Otro motivo de gozo fue la velada de clausura del Concurso de la Canción Armando Manzanero, donde el diminuto gigante fue ovacionado de pie tres veces en el pletórico recinto que lleva su nombre y donde hizo gala de buen humor yucateco y simpatía.

Lo que más disfruté fue que el alma de romántico irredento del admirado Pastor Cervera revoloteara sobre el público en las voces de María Medina y Sergio Esquivel. Pastor es, para mí, el que mejor hizo la trova de los segundos 50 años del siglo XX.
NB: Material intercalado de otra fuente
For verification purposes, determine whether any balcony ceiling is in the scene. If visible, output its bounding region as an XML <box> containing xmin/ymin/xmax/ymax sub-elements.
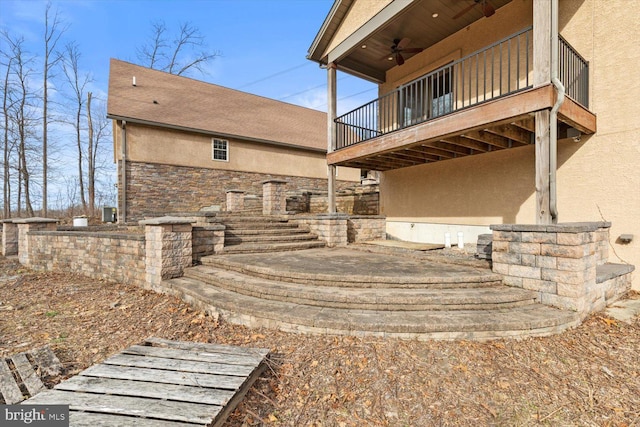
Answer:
<box><xmin>338</xmin><ymin>0</ymin><xmax>511</xmax><ymax>83</ymax></box>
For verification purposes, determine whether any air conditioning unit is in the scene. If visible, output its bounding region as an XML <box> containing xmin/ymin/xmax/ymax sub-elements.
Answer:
<box><xmin>102</xmin><ymin>207</ymin><xmax>118</xmax><ymax>222</ymax></box>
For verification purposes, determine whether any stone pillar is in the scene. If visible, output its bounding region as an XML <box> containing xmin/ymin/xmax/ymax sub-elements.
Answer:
<box><xmin>139</xmin><ymin>217</ymin><xmax>194</xmax><ymax>288</ymax></box>
<box><xmin>262</xmin><ymin>179</ymin><xmax>287</xmax><ymax>215</ymax></box>
<box><xmin>491</xmin><ymin>222</ymin><xmax>611</xmax><ymax>315</ymax></box>
<box><xmin>227</xmin><ymin>190</ymin><xmax>245</xmax><ymax>212</ymax></box>
<box><xmin>2</xmin><ymin>219</ymin><xmax>18</xmax><ymax>256</ymax></box>
<box><xmin>13</xmin><ymin>218</ymin><xmax>58</xmax><ymax>266</ymax></box>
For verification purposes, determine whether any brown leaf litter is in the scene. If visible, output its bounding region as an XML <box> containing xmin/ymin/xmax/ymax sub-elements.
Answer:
<box><xmin>0</xmin><ymin>257</ymin><xmax>640</xmax><ymax>427</ymax></box>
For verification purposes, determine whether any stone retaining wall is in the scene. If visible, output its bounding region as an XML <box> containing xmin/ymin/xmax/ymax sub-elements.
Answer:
<box><xmin>347</xmin><ymin>215</ymin><xmax>387</xmax><ymax>243</ymax></box>
<box><xmin>192</xmin><ymin>225</ymin><xmax>225</xmax><ymax>262</ymax></box>
<box><xmin>292</xmin><ymin>214</ymin><xmax>348</xmax><ymax>248</ymax></box>
<box><xmin>124</xmin><ymin>162</ymin><xmax>354</xmax><ymax>222</ymax></box>
<box><xmin>25</xmin><ymin>231</ymin><xmax>145</xmax><ymax>286</ymax></box>
<box><xmin>491</xmin><ymin>222</ymin><xmax>633</xmax><ymax>316</ymax></box>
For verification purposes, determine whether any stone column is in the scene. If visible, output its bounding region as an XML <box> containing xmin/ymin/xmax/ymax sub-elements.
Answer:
<box><xmin>139</xmin><ymin>217</ymin><xmax>194</xmax><ymax>289</ymax></box>
<box><xmin>13</xmin><ymin>218</ymin><xmax>58</xmax><ymax>266</ymax></box>
<box><xmin>491</xmin><ymin>222</ymin><xmax>611</xmax><ymax>315</ymax></box>
<box><xmin>262</xmin><ymin>179</ymin><xmax>287</xmax><ymax>215</ymax></box>
<box><xmin>227</xmin><ymin>190</ymin><xmax>245</xmax><ymax>212</ymax></box>
<box><xmin>2</xmin><ymin>219</ymin><xmax>18</xmax><ymax>256</ymax></box>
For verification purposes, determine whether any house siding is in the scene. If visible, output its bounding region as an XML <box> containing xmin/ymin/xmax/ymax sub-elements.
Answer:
<box><xmin>380</xmin><ymin>0</ymin><xmax>640</xmax><ymax>289</ymax></box>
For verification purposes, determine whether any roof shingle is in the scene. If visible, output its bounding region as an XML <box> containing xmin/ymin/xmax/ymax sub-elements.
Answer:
<box><xmin>107</xmin><ymin>59</ymin><xmax>327</xmax><ymax>151</ymax></box>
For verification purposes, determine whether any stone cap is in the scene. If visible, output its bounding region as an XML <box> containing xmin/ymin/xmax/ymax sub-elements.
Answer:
<box><xmin>138</xmin><ymin>216</ymin><xmax>196</xmax><ymax>225</ymax></box>
<box><xmin>489</xmin><ymin>221</ymin><xmax>611</xmax><ymax>233</ymax></box>
<box><xmin>13</xmin><ymin>217</ymin><xmax>60</xmax><ymax>224</ymax></box>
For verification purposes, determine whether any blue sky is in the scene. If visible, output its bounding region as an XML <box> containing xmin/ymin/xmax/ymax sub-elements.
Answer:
<box><xmin>0</xmin><ymin>0</ymin><xmax>376</xmax><ymax>112</ymax></box>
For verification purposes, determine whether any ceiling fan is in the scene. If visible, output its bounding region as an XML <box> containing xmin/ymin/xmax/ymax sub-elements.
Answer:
<box><xmin>381</xmin><ymin>37</ymin><xmax>424</xmax><ymax>65</ymax></box>
<box><xmin>453</xmin><ymin>0</ymin><xmax>496</xmax><ymax>19</ymax></box>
Sin duda, sin embargo, la noche fue de don Armando, como tenía que ser, en la buena compañía de la Típica Yukalpetén, Los Juglares, maestros como siempre, y el afamado tenor mexicano Fernando de la Mora. La cereza del pastel la puso Aleks Syntek al interpretar  su éxito Sexo, pudor y lágrimas. Todos salimos cantando del teatro.

Este fin de semana, por lo antedicho, no me importó la impolítica guerra sucia (más bien guerrita balcuceante, ni para eso hay enjundia), los violentos “maestros”  oaxaqueños (a quienes ni Morena quiere, imagínese usted) ni el calor sofocante. 

No puedo, sin embargo, aprovechando que la columna se puso deportiva,  sino dejar patente aquí mi protesta porque al Kukulcán le hayan puesto el feo apellido Alamo. Lo que hace el dinero.